I call this a Christmas Cookie, but of course, it is not yet Christmas and of course it is not my present to you all!

My present to you all is a short story called Nick's First Word and I have sent it off to my web designer, so it should be up some time between now and Christmas, and I hope you will enjoy it! But this is not that story.

Since I put up the first chapter last month on this day, it has become Official Cookie Day, and thus you are due a cookie.

I chose this bit of The Demon's Covenant because it has lots of Nick in it, and chapter one cruelly deprived those who like that sort of thing. Feedback on what sort of thing you wish for in Cookies of the Future much desired.

Major, huge, world-ending spoilers for Demon's Lexicon within.


“You’re quieter than usual,” Nick remarked.

He was the one driving to the graveyard. Alan was sitting relaxed in the passenger seat beside him, body stretched out long and loose, without the tension his shoulders always held when he was driving. He’d said hello to them when they first got in, then seen their faces and fallen tactfully silent.

This was the first time Nick had spoken.

“Sorry,” Jamie muttered to the window.

“Don’t be sorry,” Nick said calmly. “I kind of like it.”

They went around a curve in the road where red brick houses stood almost in line, old and leaning against each other like rusty tin soldiers.

Mae looked at Jamie, but he kept staring out the window, arms crossed tight over his chest and his profile tense. He didn’t even glance at her.

“So why are you being quiet?” Nick demanded.

“Why, concerned about my feelings?” Jamie snapped.

“Yeah,” Nick said. “You know me. I fret.”

“I thought that demons weren’t supposed to lie,” Mae said.

“We don’t,” said Nick, his hands light on the wheel and his voice even. “But I am in full possession of the amazing power of being sarcastic.”

The silence after Nick spoke sounded very strange to Mae, and for a moment she could not work out why.

Then she realized that it would normally have been filled with Alan’s soft laugh, loving if not always approving, and making Nick’s humor seem less grim to everyone else.

The silence continued until Jamie spoke again.

“Do you remember Seb McFarlane, Nick?”

“Yeah,” Nick answered warily.

“What did you think of him?”

“You’re lucky I remember his name,” Nick said. “Expecting me to have an actual opinion on the guy is going too far. Is he why you’re being all quiet?”

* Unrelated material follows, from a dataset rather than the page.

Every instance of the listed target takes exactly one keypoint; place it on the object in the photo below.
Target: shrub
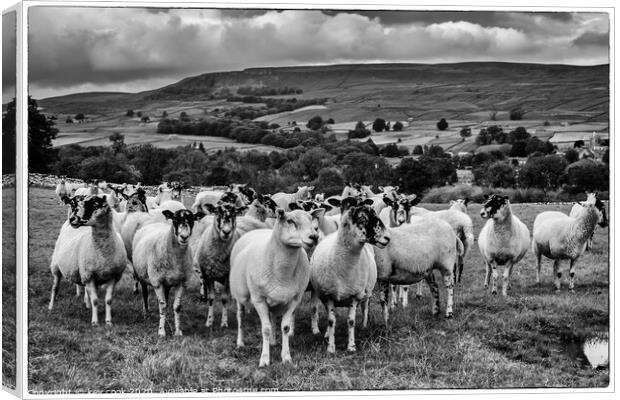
(516, 114)
(378, 125)
(442, 125)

Jamie was quiet some more.

“I’ll deal with him,” Nick said at length.

The offer was so unexpected that Jamie straightened from his sullen slouch as sharply as if someone had just applied a jolt of electricity to his spine.

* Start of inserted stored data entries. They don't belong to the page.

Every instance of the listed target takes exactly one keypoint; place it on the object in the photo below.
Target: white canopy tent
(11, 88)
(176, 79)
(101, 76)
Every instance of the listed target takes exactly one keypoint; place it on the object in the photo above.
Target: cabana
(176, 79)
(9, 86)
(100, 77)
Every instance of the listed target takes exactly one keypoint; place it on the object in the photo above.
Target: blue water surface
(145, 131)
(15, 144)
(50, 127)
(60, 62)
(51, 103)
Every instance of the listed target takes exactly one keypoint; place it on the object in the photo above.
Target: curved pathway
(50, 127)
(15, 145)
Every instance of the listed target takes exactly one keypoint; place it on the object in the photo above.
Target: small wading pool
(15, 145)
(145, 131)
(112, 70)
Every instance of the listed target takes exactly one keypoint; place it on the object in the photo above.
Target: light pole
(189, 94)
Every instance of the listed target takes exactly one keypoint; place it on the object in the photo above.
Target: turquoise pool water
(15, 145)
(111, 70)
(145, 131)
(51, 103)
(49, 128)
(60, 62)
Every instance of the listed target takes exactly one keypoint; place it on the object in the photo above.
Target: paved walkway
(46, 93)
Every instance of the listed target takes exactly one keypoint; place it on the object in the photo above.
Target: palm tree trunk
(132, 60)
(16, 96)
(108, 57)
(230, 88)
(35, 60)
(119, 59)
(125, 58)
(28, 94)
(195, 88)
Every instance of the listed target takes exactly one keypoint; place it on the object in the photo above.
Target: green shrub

“I don’t want you killing anyone for me!”

When Nick pulled over Mae thought for a second he was angry, and then she realized they had reached their destination.

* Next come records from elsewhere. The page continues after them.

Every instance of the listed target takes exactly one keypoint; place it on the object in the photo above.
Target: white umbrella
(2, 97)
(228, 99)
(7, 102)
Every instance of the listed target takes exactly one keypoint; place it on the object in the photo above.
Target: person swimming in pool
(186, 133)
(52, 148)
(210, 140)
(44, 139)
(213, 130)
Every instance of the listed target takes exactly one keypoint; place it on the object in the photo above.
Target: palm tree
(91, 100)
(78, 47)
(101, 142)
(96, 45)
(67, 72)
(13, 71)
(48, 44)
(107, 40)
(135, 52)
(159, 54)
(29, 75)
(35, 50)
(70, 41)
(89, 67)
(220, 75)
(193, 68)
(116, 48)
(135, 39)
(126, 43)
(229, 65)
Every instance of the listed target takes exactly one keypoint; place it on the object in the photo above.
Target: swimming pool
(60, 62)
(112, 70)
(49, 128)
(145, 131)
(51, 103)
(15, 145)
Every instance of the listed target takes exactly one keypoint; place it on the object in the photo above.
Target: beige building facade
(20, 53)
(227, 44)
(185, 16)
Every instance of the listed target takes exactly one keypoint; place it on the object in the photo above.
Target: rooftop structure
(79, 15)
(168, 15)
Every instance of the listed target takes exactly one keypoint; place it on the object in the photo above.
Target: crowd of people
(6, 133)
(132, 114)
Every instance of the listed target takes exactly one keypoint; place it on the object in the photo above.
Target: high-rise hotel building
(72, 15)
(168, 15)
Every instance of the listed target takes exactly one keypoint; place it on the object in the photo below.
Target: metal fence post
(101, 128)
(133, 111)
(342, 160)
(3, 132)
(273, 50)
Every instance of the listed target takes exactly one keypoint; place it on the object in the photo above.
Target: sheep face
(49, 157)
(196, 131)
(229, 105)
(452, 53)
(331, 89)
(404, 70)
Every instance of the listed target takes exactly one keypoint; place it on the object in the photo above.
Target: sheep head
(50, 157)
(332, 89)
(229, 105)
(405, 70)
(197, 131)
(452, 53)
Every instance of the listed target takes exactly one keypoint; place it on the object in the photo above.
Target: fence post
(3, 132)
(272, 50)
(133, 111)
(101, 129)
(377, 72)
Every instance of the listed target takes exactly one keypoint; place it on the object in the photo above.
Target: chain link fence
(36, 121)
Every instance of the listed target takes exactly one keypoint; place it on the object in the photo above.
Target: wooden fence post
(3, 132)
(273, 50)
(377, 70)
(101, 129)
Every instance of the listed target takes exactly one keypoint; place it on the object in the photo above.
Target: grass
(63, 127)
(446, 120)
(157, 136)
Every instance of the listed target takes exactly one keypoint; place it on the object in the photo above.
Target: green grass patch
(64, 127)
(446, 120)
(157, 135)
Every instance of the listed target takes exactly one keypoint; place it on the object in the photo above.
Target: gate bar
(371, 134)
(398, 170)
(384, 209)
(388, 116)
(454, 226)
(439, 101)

The graveyard was close to home, on the edge of the St Leonard’s district where Mae lived. It was set in sunken ground on the left of the road, and they had to pass it and park in someone else’s drive. There was a stone gargoyle set in the side of the house, looking with solemn surprise over at a red-brick rise of flats.

Mae twisted her head and looked out of the back window. Tucked between road and graveyard there was an alley that contained bricks, dustbins, and several waiting magicians.

“I’m not going to kill anyone.” Nick turned off the car engine and then slid a cool, amused glance back at Jamie. “Well,” he said, and smiled slowly. “Not for you.”